JUGGHM/PENet_ICRA2021

Question about lr

rightchose opened this issue · 5 comments

def adjust_learning_rate(lr_init, optimizer, epoch, args):

In training stage three, in your paper, Finally, we train the full model with an initial learning rate of 0.02 and 0.002, respectively, for the weights in the backbone and DA-CSPN++. . But every iter, the using of adjust_learning_rate will adjust all params (backbone and DA-CSPN++) with same lr?

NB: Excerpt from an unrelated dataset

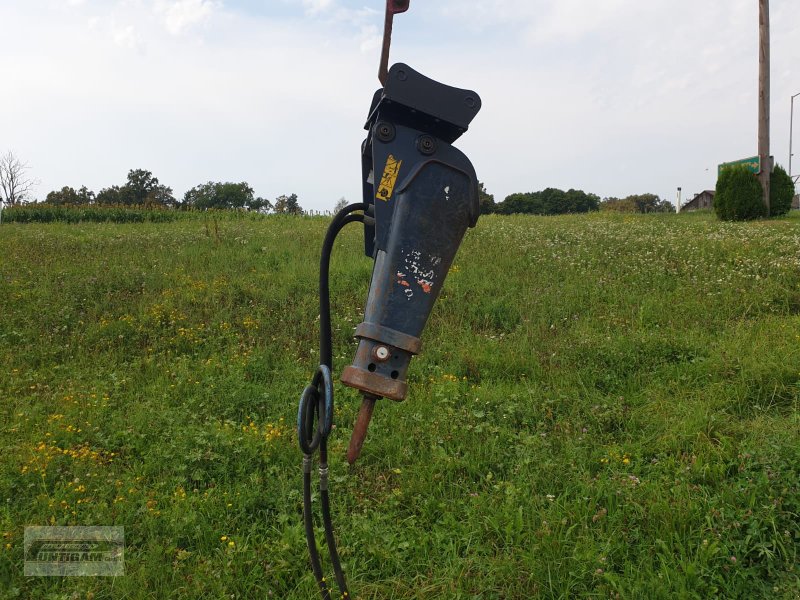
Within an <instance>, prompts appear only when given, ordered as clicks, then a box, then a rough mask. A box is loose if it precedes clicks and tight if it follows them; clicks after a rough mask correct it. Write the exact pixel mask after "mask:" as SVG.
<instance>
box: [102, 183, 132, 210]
mask: <svg viewBox="0 0 800 600" xmlns="http://www.w3.org/2000/svg"><path fill="white" fill-rule="evenodd" d="M97 204H102V205H118V204H130V202H129V201H127V193H126V191H125V190H124V189H123V188H121V187H119V186H118V185H112V186H111V187H108V188H103V189H101V190H100V191H99V192H97Z"/></svg>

The optimizer in stage 3 with different learning rate corresponding to different parameters is defined in main.py:

    elif (args.network_model == 'pe'):
        model_bone_params = [
            p for _, p in model.backbone.named_parameters() if p.requires_grad
        ]
        model_new_params = [
            p for _, p in model.named_parameters() if p.requires_grad
        ]
        model_new_params = list(set(model_new_params) - set(model_bone_params))
        optimizer = torch.optim.Adam([{'params': model_bone_params, 'lr': args.lr / 10}, {'params': model_new_params}],
                                     lr=args.lr, weight_decay=args.weight_decay, betas=(0.9, 0.99))

In training stage three, in your paper, Finally, we train the full model with an initial learning rate of 0.02 and 0.002, respectively, for the weights in the backbone and DA-CSPN++. . But every iter, the using of adjust_learning_rate will adjust all params (backbone and DA-CSPN++) with same lr?

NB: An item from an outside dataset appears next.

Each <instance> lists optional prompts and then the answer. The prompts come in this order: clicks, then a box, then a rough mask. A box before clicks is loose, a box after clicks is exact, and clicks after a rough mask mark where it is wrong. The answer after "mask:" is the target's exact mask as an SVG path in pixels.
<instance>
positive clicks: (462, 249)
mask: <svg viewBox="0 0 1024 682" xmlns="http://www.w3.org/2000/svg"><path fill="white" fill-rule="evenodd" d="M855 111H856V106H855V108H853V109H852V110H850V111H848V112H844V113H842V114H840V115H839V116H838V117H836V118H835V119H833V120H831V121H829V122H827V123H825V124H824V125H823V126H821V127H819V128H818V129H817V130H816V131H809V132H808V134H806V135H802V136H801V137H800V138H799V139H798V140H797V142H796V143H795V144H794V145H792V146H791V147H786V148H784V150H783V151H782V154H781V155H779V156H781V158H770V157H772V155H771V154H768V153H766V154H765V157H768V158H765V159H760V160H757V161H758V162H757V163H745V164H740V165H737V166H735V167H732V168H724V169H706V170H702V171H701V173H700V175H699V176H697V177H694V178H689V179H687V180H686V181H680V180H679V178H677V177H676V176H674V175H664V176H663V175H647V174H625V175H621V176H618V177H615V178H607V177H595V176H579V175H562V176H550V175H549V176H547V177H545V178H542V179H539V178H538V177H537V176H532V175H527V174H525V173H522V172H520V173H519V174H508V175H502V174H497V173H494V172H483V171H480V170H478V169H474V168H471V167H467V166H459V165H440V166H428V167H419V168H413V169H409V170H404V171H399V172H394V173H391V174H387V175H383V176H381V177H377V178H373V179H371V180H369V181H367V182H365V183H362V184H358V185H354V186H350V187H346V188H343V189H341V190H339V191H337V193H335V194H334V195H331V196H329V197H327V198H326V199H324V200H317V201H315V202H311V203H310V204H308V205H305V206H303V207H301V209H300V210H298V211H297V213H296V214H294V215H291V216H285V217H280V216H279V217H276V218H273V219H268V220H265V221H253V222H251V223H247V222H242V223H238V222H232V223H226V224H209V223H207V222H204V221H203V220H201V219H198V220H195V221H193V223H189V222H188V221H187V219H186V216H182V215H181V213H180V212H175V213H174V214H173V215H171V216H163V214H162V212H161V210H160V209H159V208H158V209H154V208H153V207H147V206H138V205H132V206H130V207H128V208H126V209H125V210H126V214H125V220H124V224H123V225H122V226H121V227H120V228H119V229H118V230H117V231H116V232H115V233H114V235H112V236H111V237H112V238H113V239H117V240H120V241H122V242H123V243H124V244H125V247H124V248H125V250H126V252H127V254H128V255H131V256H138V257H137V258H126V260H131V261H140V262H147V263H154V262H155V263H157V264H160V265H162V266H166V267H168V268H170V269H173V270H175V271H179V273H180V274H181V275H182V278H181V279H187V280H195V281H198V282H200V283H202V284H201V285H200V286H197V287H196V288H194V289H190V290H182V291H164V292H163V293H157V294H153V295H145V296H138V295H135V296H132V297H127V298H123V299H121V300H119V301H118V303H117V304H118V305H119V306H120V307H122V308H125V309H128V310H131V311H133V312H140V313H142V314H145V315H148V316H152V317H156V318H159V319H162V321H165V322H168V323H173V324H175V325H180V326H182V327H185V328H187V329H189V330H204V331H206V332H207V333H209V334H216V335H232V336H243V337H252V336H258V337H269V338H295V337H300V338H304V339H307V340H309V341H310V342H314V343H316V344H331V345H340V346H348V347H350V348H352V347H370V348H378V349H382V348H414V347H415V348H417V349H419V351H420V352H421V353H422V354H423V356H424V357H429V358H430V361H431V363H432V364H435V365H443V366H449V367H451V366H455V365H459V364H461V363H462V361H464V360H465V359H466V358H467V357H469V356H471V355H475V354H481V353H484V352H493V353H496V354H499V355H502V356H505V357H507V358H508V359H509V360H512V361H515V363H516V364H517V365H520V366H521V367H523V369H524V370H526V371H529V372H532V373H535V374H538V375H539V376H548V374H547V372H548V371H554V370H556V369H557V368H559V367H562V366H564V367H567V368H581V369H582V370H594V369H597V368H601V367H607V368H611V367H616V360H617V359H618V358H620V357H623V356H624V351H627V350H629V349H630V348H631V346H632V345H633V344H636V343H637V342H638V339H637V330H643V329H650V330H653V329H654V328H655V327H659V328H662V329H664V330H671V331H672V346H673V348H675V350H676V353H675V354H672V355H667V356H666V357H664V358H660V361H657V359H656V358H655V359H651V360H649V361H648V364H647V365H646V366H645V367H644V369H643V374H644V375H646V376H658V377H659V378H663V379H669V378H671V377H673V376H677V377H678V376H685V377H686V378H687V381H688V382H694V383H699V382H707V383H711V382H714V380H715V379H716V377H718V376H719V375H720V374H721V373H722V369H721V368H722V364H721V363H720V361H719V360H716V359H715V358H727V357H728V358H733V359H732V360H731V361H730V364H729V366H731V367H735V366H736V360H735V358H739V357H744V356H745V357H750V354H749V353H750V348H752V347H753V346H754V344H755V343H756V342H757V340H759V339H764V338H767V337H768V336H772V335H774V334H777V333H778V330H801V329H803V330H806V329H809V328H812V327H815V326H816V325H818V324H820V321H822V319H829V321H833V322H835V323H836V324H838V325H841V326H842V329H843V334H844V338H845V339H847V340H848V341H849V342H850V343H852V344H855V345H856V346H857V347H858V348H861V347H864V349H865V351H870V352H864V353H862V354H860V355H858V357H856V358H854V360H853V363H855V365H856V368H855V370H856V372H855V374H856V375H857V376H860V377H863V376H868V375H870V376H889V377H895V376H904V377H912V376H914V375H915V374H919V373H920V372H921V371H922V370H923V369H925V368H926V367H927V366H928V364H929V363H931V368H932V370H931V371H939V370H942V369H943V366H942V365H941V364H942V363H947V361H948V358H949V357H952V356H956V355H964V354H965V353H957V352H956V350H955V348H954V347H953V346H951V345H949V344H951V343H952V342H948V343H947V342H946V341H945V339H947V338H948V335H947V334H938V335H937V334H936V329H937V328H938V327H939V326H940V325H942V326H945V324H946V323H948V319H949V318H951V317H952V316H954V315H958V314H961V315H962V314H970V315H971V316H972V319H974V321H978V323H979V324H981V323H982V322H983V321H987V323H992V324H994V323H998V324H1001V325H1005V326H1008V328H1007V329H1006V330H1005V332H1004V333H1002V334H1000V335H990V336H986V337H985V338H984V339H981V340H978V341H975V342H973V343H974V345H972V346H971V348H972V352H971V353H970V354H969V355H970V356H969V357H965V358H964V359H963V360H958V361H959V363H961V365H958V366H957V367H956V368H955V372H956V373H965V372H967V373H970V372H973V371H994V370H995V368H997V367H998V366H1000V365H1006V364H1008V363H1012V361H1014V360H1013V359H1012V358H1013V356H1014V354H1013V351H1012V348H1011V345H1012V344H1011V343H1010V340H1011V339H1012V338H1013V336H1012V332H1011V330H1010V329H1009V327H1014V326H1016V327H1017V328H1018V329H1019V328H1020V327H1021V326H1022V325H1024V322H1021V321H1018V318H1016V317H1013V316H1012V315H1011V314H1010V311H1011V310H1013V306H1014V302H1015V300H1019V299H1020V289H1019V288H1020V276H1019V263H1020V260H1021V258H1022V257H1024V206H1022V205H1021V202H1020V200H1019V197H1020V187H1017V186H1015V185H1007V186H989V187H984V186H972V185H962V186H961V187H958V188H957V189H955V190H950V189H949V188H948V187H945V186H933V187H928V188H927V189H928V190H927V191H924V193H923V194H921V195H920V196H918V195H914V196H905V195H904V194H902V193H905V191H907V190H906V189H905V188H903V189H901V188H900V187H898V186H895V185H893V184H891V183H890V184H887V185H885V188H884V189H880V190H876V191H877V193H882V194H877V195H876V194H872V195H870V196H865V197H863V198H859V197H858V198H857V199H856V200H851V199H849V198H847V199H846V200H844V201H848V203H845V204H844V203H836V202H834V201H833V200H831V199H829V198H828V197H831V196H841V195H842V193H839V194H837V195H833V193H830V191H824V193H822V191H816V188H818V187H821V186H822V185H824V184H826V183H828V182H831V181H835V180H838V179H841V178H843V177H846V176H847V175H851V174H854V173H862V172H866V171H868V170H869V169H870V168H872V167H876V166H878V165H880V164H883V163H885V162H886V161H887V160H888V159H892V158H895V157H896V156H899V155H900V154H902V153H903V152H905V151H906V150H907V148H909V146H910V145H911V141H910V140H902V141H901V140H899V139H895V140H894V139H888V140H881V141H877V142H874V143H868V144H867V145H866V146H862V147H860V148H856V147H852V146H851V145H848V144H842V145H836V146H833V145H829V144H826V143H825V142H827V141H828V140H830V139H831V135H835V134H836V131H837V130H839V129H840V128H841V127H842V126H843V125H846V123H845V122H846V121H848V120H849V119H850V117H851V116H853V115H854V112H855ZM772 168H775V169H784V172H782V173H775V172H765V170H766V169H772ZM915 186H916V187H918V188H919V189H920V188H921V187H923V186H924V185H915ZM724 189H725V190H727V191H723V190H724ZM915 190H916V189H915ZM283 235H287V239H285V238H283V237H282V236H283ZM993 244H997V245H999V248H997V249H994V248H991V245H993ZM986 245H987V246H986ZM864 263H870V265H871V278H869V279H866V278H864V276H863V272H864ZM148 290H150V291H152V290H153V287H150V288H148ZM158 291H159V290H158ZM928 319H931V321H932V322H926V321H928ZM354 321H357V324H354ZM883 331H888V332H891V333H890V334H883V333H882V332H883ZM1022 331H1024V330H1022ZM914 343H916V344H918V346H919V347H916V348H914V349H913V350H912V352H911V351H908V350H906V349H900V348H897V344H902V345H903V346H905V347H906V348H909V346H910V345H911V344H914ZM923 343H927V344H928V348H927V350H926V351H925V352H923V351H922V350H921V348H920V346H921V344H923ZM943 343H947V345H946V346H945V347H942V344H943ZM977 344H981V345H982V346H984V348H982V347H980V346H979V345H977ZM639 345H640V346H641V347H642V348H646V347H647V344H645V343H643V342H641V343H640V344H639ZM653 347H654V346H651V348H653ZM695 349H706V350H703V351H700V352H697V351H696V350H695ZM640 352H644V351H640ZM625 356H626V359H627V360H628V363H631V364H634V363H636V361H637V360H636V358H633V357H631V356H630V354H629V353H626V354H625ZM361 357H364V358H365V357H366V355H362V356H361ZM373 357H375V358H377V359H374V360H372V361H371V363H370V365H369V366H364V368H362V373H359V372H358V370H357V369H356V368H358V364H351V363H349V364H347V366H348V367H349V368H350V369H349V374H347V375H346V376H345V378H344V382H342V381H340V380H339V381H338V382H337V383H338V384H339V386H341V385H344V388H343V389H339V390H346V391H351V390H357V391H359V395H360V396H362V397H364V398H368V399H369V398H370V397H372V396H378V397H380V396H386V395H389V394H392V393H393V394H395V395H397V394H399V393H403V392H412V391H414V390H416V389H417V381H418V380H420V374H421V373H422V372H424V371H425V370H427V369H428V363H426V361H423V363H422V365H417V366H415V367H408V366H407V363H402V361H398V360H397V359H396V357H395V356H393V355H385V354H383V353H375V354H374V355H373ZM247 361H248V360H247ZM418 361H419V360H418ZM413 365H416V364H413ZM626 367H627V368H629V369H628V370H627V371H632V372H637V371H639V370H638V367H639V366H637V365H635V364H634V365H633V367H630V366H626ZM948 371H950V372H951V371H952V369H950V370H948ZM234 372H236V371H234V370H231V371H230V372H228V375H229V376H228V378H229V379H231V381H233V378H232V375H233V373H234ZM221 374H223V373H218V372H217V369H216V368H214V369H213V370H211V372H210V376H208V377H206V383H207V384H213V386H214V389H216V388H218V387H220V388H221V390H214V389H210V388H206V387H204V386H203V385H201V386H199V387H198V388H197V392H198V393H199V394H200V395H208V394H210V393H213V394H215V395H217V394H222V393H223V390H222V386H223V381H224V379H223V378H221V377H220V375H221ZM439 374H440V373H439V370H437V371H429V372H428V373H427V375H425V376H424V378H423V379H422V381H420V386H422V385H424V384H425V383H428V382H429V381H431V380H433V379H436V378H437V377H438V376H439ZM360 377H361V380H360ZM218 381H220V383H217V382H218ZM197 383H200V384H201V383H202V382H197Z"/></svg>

I know it. But in iterate function, it will using

if mode == 'train':
        model.train()
        lr = helper.adjust_learning_rate(args.lr, optimizer, actual_epoch, args)

When the code first run at here. It't will apply adjust_learning_rate. And this function.

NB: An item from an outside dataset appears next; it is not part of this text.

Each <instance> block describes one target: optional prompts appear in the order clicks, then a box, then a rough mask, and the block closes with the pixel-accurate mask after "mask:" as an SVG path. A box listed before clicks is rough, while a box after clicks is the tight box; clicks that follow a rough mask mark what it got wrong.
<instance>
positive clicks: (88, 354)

def adjust_learning_rate(lr_init, optimizer, epoch, args):
    """Sets the learning rate to the initial LR decayed by 10 every 5 epochs"""
    #lr = lr_init * (0.5**(epoch // 5))
    #'''
    lr = lr_init
    if (args.network_model == 'pe' and args.freeze_backbone == False):
        if (epoch >= 10):
            lr = lr_init * 0.5
        if (epoch >= 20):
            lr = lr_init * 0.1
        if (epoch >= 30):
            lr = lr_init * 0.01
        if (epoch >= 40):
            lr = lr_init * 0.0005
        if (epoch >= 50):
            lr = lr_init * 0.00001
    else:
        if (epoch >= 10):
            lr = lr_init * 0.5
        if (epoch >= 15):
            lr = lr_init * 0.1
        if (epoch >= 25):
            lr = lr_init * 0.01
    #'''

    for param_group in optimizer.param_groups:
        param_group['lr'] = lr
    return lr

It will update all learning params with a lr of lr_init.

The optimizer has two groups params with different learning rate as defined in main.py. But in iterate, the function adjust_learning_rate updates the two groups params simultaneously with the same learning rate.

I think you're right so the parameters are actually updated with the same learning rate. It does be a mistake. The design of different learning rates comes from a common practice of some semantic segmentation networks that the parameters in the pretrained backbone are updated with 1/10 learning rate. Now I don't know whether it will work. Maybe you could try it.